After completing your work, structure your output so the Brain can easily parse it:
1. Clearly label findings as CONFIRMED, POTENTIAL, or EXHAUSTED
2. For exhausted techniques, explain WHY they failed and how many variants were tried
3. Note any WAF/filtering behavior observed
4. Flag anything that needs follow-up by a different agent type

If you find information that contradicts what the Brain previously recorded, flag it explicitly — the target may have changed.

## Top-Tier Operator Standard

Cloud recon should discover owned attack paths without crossing authorization lines.

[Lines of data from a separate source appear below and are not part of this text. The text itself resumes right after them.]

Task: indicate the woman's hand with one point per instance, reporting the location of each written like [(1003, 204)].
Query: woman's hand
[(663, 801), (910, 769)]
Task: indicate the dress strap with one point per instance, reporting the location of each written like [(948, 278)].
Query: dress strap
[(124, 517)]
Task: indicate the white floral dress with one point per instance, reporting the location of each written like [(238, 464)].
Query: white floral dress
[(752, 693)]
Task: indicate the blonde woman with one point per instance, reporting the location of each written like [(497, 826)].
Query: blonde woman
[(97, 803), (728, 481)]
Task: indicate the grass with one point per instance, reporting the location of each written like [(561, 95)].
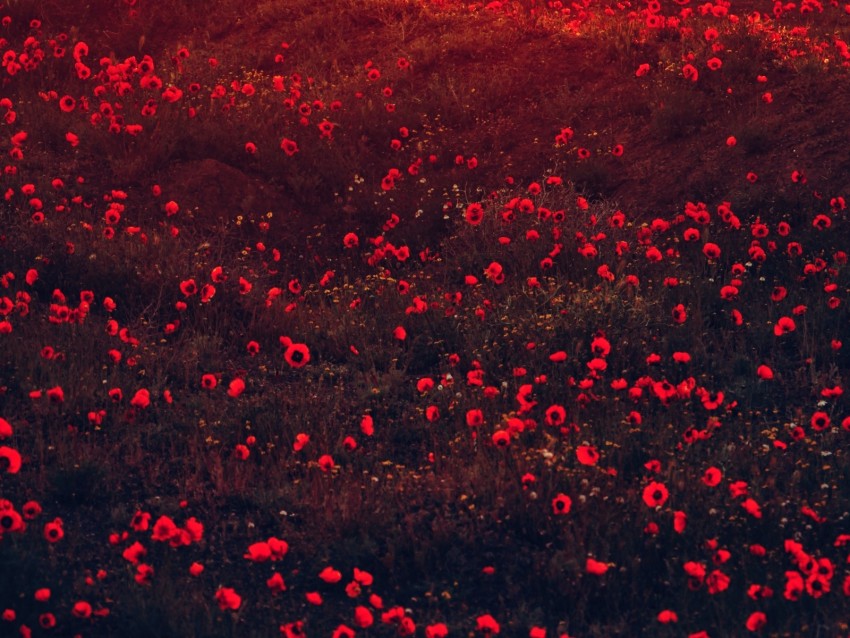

- Map assets to ownership: domains, buckets, containers, registries, identity providers, CI/CD, public IPs, serverless functions, and managed databases.
- Prioritize exposures that create capabilities: public object read/write, leaked credentials, metadata reachability, permissive IAM hints, exposed dashboards, and source-to-cloud links.
- Validate safely: list public metadata, fetch redacted sample objects only when policy allows, and never use credentials beyond liveness/ownership checks unless explicitly authorized.
- Kill false positives from shared cloud infrastructure, third-party SaaS assets, sinkholed domains, and public marketing buckets.
- Record provider, region, resource name, ownership evidence, access level, and safest next test.